De mis entretenimientos en este confinamiento uno ha sido pensar cómo será ahora nuestra relación con los objetos. Es curioso que, ni siquiera en el ámbito del diseño, se haya tomado este debate, más allá de las anecdóticas e ingeniosas iniciativas que salen en los informativos. No me refiero solo a lo que ahora va a formar parte de nuestra vida cotidiana, como la mascarilla, o el artilugio ese para pulsar los botones del ascensor sin tocarlos, que no aporta nada que no tengamos ya en un bolígrafo. Creo que hay que ir más allá. Algunas cuestiones:
¿Hay alternativa a los utensilios de un solo uso que van a inundar nuestra vida? Se nos anuncia un impuesto a los plásticos desechables. Por fin. Pero es un hecho que los cubiertos y vasos de plástico van a ser casi ineludibles incluso para quienes intentamos evitarlos. Es necesario que incorporemos los aparatos de esterilización de utensilios a nuestra vida. Pero apenas hemos oído nada al respecto.

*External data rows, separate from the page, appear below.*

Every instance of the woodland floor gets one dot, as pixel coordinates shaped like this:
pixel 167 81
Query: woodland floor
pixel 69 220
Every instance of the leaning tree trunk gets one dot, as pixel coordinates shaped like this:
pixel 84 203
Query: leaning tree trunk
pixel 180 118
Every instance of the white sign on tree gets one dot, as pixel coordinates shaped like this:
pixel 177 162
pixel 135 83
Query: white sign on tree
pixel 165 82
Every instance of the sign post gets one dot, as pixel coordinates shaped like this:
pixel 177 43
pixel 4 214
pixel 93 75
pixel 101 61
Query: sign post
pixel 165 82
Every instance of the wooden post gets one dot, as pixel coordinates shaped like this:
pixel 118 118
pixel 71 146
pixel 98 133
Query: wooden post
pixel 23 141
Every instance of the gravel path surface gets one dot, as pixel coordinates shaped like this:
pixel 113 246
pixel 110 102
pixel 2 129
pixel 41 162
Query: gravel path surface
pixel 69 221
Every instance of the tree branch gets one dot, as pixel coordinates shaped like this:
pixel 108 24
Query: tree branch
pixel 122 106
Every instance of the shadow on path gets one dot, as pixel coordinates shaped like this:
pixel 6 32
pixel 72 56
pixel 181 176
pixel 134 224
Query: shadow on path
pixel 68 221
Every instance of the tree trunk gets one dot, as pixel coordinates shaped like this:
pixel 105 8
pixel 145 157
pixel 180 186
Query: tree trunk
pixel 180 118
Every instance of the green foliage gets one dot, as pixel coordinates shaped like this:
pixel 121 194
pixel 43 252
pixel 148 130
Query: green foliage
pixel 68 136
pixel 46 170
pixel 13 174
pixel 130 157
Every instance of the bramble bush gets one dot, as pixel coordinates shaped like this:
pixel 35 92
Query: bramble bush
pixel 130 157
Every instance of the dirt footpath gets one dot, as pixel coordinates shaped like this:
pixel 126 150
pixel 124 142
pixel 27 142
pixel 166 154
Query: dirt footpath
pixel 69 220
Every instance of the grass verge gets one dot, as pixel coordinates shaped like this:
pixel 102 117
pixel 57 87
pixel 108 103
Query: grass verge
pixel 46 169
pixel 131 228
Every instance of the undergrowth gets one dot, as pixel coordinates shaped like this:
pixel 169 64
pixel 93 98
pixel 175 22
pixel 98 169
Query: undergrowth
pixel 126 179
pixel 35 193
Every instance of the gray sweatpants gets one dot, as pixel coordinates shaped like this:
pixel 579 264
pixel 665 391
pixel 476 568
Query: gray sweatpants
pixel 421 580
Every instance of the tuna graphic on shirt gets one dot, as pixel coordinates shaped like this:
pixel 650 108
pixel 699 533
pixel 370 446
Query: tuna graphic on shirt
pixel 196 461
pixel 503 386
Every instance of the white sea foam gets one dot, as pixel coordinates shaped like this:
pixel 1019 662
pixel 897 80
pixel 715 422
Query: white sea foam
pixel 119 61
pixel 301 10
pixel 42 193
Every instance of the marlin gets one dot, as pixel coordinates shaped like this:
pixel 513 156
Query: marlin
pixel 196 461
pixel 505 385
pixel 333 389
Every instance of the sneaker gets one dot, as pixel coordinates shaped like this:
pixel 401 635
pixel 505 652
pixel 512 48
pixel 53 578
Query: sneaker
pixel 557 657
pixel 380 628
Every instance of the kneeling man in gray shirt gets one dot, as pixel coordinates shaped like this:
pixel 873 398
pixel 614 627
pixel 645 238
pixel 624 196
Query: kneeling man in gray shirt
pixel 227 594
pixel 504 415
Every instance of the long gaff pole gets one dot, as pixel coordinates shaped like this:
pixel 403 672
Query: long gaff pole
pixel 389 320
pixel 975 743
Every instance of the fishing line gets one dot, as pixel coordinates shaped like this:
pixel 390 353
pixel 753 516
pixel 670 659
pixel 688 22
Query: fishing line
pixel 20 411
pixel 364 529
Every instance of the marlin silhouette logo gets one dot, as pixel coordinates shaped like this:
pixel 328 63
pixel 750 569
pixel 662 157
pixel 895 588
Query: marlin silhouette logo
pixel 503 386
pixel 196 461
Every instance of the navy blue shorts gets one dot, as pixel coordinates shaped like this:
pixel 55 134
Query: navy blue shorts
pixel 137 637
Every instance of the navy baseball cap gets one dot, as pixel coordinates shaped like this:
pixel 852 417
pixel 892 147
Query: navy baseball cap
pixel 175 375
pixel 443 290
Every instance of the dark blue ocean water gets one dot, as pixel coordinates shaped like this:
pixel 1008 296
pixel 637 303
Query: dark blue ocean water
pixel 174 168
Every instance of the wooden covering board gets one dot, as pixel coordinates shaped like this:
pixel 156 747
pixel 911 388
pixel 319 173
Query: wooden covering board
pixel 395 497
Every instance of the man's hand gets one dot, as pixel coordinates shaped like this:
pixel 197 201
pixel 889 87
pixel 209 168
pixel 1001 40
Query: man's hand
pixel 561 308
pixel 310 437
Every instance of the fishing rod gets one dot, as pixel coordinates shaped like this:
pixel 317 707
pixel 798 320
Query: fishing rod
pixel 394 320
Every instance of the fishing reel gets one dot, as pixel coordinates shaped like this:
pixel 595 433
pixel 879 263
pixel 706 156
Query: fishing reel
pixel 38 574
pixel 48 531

Ya fue un error eliminar las vinagreras rellenables de los restaurantes. El siguiente paso son las monodosis. Monodosis en todo. Poco producto y mucho envase.
¿Hasta dónde vamos a llevar la obsesión por el retractilado? Éramos cada vez más quienes nos hemos ido convenciendo de que la fruta y la verdura, mejor a granel y si es posible con bolsas reutilizables que traemos de casa… ¿otra vez las bandejas de corchopán? Basta acercarse al supermercado para ver que los productos frescos envasados van ganando terreno.
Los periódicos y revistas de las cafeterías o peluquerías, salas de espera, todo eso, fuera… ¿hay alternativas? El ejercicio de tomar un café en el bar y hojear el periódico ha desaparecido. Pierde el periódico y el bar.
Los libros, ¿podremos seguir hojeándolos antes de comprarlos, o van a estar todos retractilados? Se ha hablado mucho del retorno a las librerías, pero muy poco sobre cómo será a partir de ahora nuestra relación con el libro. Un ejemplar de consulta y el resto plastificado para su venta era una práctica antes, ahora es casi un requisito imprescindible. Comprar ropa, material escolar, casi cualquier objeto exige nuevas consideraciones, y una de ellas es la asepsia como valor añadido. ¿Y las bibliotecas? Algunas comunidades autónomas ya han previsto que los libros en préstamo o lectura presencial hayan de pasar una cuarentena. Pero no he leído en ningún sitio que estos protocolos se acompañen de un aumento en las partidas de adquisición bibliotecaria. Y ya ni te cuento qué pasará con las hemerotecas, donde la rotación es vertiginosa pero por un corto espacio de tiempo.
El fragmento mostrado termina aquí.